Seine Einstellung demonstrativ mit seiner vermeintlichen Intelligenz in Verbindung zu setzten, ist jedenfalls das Gegenteil von klug. Es ist das Hochhalten eines Images. Oder das Symptom einer Krankheit.

Übrigens sind Verhaltensweisen auch nicht Symptome von Intelligenz. Menschen die spät schlafen gehen, fluchen und Drogen nehmen, sind nicht zwangsläufig klug. Die Studien, die in den sozialen Medien gerade die Runde machen, sagen bloß aus, dass von den paar befragten und getesteten Menschen, die mit dem höheren IQ, eher fluchen und später schlafen gehen. Es bedeutet nicht, dass alle fluchenden Nachtmenschen im Umkehrschluss einen hohen IQ haben.

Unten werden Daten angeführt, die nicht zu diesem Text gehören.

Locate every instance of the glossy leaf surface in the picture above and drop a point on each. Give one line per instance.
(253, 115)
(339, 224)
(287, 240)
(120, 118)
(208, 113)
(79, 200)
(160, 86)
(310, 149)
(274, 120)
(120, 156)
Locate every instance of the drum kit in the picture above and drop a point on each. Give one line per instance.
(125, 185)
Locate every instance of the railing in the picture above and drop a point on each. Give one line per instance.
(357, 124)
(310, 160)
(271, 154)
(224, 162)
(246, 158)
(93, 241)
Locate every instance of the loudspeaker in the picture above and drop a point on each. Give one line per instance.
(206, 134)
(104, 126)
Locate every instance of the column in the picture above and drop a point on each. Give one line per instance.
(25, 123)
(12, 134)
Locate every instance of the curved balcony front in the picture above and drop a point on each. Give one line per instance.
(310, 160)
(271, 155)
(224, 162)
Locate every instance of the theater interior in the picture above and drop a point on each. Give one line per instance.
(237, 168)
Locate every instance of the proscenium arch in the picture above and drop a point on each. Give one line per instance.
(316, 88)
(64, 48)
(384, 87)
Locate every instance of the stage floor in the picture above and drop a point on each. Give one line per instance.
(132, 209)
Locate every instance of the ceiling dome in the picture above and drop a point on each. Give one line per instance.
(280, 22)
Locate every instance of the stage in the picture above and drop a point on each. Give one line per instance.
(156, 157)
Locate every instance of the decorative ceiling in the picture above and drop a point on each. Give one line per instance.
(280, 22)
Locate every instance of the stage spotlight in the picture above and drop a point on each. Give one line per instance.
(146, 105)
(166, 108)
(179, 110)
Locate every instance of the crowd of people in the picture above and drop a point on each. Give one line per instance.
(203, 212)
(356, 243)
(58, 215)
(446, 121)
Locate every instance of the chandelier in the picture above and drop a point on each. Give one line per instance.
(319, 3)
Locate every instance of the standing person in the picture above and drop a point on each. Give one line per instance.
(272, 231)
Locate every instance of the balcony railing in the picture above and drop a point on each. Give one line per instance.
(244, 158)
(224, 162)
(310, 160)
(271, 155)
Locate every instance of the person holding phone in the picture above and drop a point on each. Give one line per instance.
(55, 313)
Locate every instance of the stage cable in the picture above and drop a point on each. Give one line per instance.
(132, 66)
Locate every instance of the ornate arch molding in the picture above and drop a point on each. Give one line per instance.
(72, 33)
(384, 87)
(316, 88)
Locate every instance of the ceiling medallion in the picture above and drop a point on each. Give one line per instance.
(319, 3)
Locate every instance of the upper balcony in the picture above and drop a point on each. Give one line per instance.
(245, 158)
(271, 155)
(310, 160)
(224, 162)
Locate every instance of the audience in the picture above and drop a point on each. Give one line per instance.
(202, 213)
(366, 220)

Außerdem sind wir alle fluchende Nachtmenschen, wenn es darum geht, als intelligent zu gelten. Intelligent zu sein, ist wie schön zu sein. Es ist ein Gut, das nicht alle haben und das wir eben deshalb alle wollen—und über das wir uns im Extremfall selbst belügen. Deshalb lesen Menschen gerne Studien, die sie darin bestärken intelligent zu sein.

Meine heutigen IQ-Idole sind sozial und das Gegenteil von einem Arschloch.

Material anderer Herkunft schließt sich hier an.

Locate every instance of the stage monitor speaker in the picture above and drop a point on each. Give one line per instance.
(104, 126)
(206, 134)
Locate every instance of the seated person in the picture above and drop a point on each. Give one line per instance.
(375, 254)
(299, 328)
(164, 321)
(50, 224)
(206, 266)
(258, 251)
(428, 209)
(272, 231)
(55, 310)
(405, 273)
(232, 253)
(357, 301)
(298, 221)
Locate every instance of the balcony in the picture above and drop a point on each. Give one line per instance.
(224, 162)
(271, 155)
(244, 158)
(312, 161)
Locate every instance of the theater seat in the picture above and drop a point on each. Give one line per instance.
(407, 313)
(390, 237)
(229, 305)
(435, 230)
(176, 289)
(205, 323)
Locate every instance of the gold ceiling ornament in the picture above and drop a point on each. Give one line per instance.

Man kann sie—genau wie Schönheit—nicht wirklich messen und je subjektiver eine Eigenschaft, umso höher die theoretische Chance, dass wir sie doch auch haben könnten. Der IQ-Test, der hauptsächlich die kognitive Intelligenz misst, umfasst noch lange nicht das ganze Spektrum von dem, was wir unter "intelligent sein" verstehen. Ob man eher Menschen mit einem großen Wissensschatz als klug ansieht, oder Menschen die besonders gut abstrakt denken können, liegt an uns. Es gibt keine einheitliche Schablone für Intelligenz, die für alle gleich gültig ist.

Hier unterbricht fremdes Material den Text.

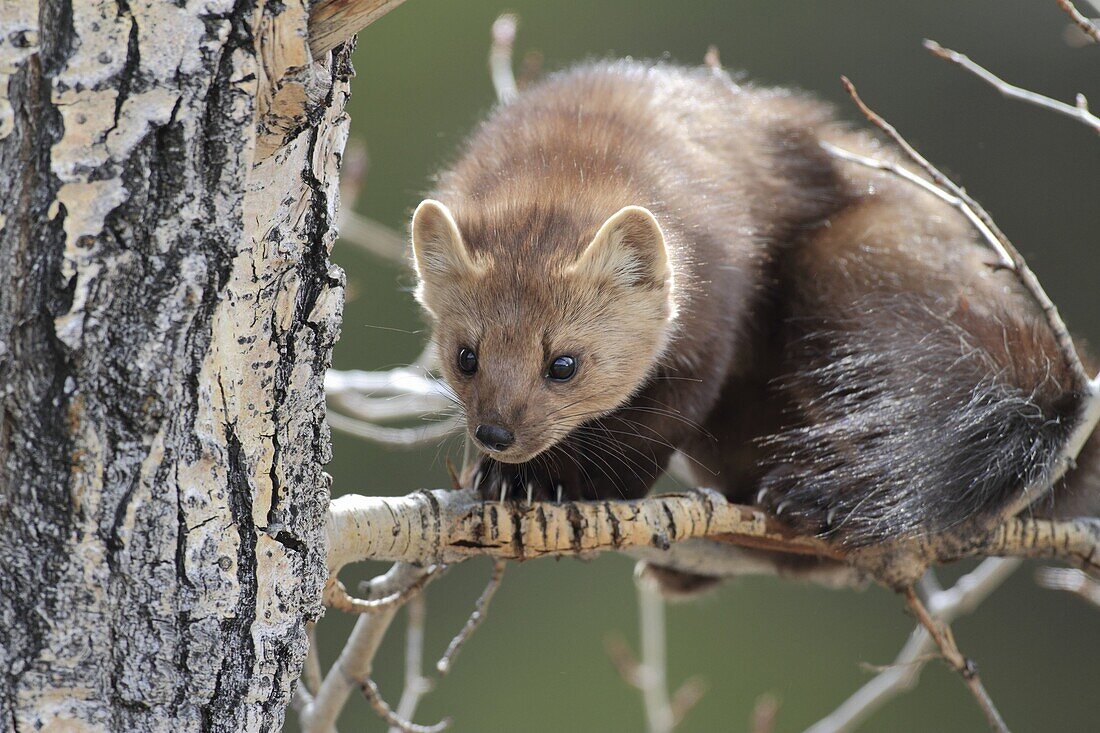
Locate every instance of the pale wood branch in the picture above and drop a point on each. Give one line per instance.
(945, 639)
(902, 675)
(450, 526)
(476, 616)
(331, 22)
(1078, 111)
(386, 713)
(416, 684)
(1087, 26)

Ein Mensch, der im IQ-Test durchschnittlich abschneidet, kann trotzdem überdurchschnittlich klug Geschäfte führen und einen enormen Wissensschatz haben. Ein Mensch, der nicht viele Tinder-Matches bekommt, kann trotzdem im realen Leben sehr attraktiv auf Menschen wirken. Für mich zählt der emotionale Quotient—also die Empathie und eine gewisse Menschenkenntnis—auch zu meiner Definition von Intelligenz. Sich absichtlich nicht mit Menschen zu beschäftigen oder ihnen gegenüber ignorant sein und sich abzuschotten, halte ich für dumm. Intelligenz heißt auch, seine Umwelt einschätzen können und sich nicht nur mit ihr auseinanderzusetzen, sondern auch zu partizipieren.

Zum Hass trainiert

Sofern Misanthropie nicht das Symptom oder die Folge eines psychischen Problems ist, hat man zu jedem Zeitpunkt die Wahl, zu lächeln, sich begeistern zu lassen und ab und zu Sachen cool zu finden. Man hat die Wahl, ob man emphatisch ist und an sich arbeitet—oder ob man sich in seiner Ego-Welt einredet, der Klügste der Runde zu sein und deshalb so sein zu müssen, wie man gerade ist.

Meine heutigen IQ-Idole sind sozial und das Gegenteil von einem Arschloch. Sie mögen Trash, sie haben ein Faible für menschliche Gebrechen und können das ganze Spektrum der positiven menschlichen Gefühle offen zeigen. Wenn ich meine heutigen IQ-Idole in einem Intelligenztest gegen mir bekannte Misanthropen antreten lassen würde, sie würden ziemlich sicher gewinnen. Mit dem Wissen, dass der Test eh nur über Teilbereiche der Intelligenz eine Aussage trifft. Und einem breiten Lächeln.